Soares, que foi muito importante para a revisão constitucional que em 1982 tirou poderes ao Presidente da República, nunca se queixaria da sua falta de poderes - a "magistratura de influência" natural nos media e no espaço público, que usaria para atormentar os governos cavaquistas, era inerente ao cargo. Cavaco falaria dela anos mais tarde, e usá-la-ia, quando foi eleito Presidente.

Os media como instrumento

Uma das áreas cobertas de forma mais exaustiva pelo livro de Joaquim Vieira - que foi jornalista durante vários anos - foi a das interferências do PS e de Soares para manipular os jornais (a maior parte ainda sob tutela do Estado) e a única estação de televisão, a RTP. No governo de bloco central, o ministro com a tutela da comunicação social, o socialista Almeida Santos, chegou a deixar de pagar os salários por inteiro aos trabalhadores do DN, o que o diretor na altura, Mário Mesquita, atribuiu a um "ajuste de contas" do PS.

Mas a ambição para cooptar os media cresceu ao ponto de, numa altura em que se perspetivavam as licenças para os novos canais privados de TV e reprivatizações de jornais, Mário Soares querer orquestrar o lançamento de um canal de TV amigo do PS e aliado futuro da sua recandidatura a Belém. "Soares achava que cada partido ia ter uma televisão e um grupo de media e o PS também", explica José Manuel dos Santos, da casa Civil do Presidente, na já citada biografia.  

Surge assim a empresa Emaudio, cujo objetivo era gerar dinheiro e "garantir o controlo de interesses na comunicação social favoráveis ao Presidente Soares", segundo um memorando feito por um empresário internacional de media interessado no projeto. O empresário era Rupert Murdoch, o hoje titã dos media (dono, entre outros, da Fox e do WSJ), um dos contactados para investir no projeto - outro foi Silvio Berlusconi. Ambos reuniram-se com Soares em Belém.

O empresário escolhido seria Robert Maxwell, outro barão dos media, cujo interesse estava sobretudo na TDM, uma estação de TV de Macau (território na altura sob tutela portuguesa). Maxwell seria o parceiro da Emaudio e teria uma ajuda de peso do novo governador de Macau, Carlos Melancia (nomeado por Soares) - este cancelou o concurso internacional para a privatização da TDM, transformou a empresa em sociedade anónima (capitalizando-a com fundos públicos) e abriu-a à entrada da Emaudio, de que Maxwell era acionista e à qual o próprio Melancia estava ligado. 

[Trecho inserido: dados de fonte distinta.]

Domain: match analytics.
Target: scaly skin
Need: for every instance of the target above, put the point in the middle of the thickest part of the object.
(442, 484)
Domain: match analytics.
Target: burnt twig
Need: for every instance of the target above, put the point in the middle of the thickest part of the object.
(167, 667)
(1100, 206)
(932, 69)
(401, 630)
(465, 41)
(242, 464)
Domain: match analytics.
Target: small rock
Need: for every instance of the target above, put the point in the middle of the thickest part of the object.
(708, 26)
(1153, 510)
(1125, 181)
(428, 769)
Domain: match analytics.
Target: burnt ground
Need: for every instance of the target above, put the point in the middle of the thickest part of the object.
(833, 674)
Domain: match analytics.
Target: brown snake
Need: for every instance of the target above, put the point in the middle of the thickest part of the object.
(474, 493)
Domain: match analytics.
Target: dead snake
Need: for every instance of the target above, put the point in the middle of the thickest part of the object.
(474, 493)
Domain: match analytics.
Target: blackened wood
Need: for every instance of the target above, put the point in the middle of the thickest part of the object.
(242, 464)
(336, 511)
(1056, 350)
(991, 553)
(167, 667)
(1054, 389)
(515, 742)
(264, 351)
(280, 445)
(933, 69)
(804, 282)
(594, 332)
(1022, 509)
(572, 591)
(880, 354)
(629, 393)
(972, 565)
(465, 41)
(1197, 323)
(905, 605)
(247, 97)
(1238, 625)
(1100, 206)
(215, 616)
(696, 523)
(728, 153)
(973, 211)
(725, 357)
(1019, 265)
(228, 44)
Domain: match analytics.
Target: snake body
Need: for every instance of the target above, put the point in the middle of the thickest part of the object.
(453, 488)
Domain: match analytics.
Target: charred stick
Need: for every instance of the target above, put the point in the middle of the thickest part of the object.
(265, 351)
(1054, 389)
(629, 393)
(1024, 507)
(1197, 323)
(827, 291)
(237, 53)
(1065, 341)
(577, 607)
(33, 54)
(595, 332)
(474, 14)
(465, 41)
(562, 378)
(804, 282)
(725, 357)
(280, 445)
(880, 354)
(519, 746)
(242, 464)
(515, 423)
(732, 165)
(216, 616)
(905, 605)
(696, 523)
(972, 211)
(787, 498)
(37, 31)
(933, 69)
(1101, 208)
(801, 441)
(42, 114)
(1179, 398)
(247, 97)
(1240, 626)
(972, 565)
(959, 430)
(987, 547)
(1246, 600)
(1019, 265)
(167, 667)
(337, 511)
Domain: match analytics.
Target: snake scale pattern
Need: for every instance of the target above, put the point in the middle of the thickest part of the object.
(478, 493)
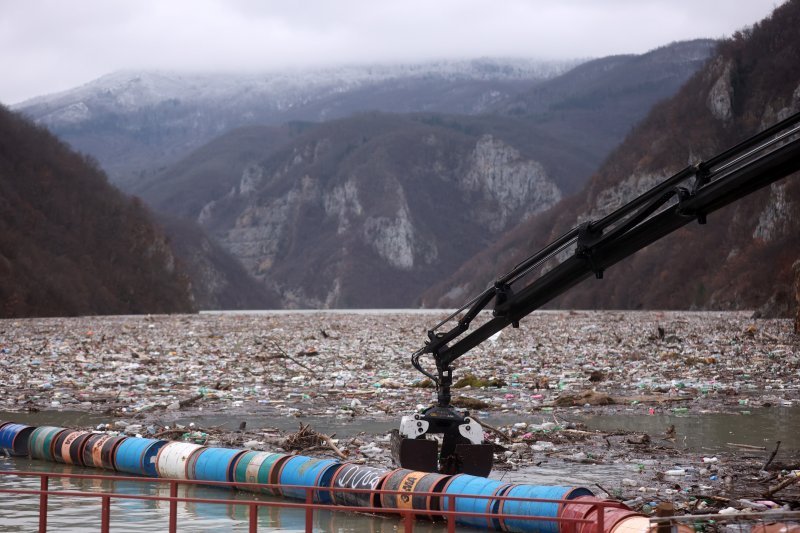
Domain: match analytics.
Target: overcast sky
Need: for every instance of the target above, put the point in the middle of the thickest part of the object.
(51, 45)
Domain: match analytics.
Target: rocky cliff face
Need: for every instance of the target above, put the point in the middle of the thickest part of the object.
(367, 212)
(796, 268)
(743, 258)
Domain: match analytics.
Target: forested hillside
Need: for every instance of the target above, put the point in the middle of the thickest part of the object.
(70, 243)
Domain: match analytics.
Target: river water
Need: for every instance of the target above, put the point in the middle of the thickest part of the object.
(702, 433)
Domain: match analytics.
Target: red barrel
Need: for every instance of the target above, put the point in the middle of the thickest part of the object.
(611, 517)
(579, 507)
(76, 449)
(57, 447)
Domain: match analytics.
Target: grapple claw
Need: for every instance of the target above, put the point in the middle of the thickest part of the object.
(463, 450)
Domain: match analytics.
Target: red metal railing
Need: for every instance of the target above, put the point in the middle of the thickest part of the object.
(408, 515)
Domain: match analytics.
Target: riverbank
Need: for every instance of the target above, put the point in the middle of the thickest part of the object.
(155, 375)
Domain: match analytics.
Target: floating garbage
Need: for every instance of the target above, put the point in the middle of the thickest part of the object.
(187, 460)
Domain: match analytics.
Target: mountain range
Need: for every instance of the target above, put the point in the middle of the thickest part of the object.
(742, 259)
(415, 185)
(372, 209)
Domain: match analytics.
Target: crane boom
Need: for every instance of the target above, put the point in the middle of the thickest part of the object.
(584, 251)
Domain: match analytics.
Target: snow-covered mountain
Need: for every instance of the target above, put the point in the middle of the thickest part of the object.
(137, 122)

Soares negará sempre ter usado a influência do cargo para levar investidores de peso até à Emaudio - o tema seria sempre uma fonte de desconforto. Tal como Macau.

Macau

O maior escândalo à volta de Soares e do PS tem origem em Macau - e envolve o financiamento ilegal do partido. Muito resumidamente, o caso anda à volta do interesse de empresas alemãs em projetos públicos de construção em Macau e na disponibilidade para transferirem dinheiro, informalmente, para a Emaudio (por onde circularia dinheiro também da segunda campanha soarista a Belém) como contrapartida da abertura de portas.

Esta e outras relevações do género foram feitas por Rui Mateus, socialista do inner circle do partido e de Soares, que escancarou os segredos no livro Contos Proibidos (livro da Dom Quixote que teve uma só edição). A transferência da empresa alemã Weidleplan acabaria por vir para aos jornais - os alemães enviaram um fax ao governador Carlos Melancia, pedindo o dinheiro de volta por causa de um incumprimento num contrato com o aeroporto de Macau. É Rui Mateus quem entrega o fax ao jornal O Independente, que faz dele um escândalo nacional.

O caso custou o cargo de governador a Carlos Melancia, que num processo judicial viria a ser absolvido da acusação de se deixar corromper (com pessoas da Emaudio a serem condenadas por corrupção, sentenças que nunca foram cumpridas após manobras dilatórias, lembra Joaquim Vieira). A Justiça acabou por não investigar Soares - nem ir atrás da questão do financiamento partidário. Rui Mateus falaria mais tarde no "sentimento de impunidade de Soares": "Não sente a necessidade de prestar contas a ninguém porque acha que o país tem com ele uma dívida de gratidão". Soares negou sempre as irregularidades.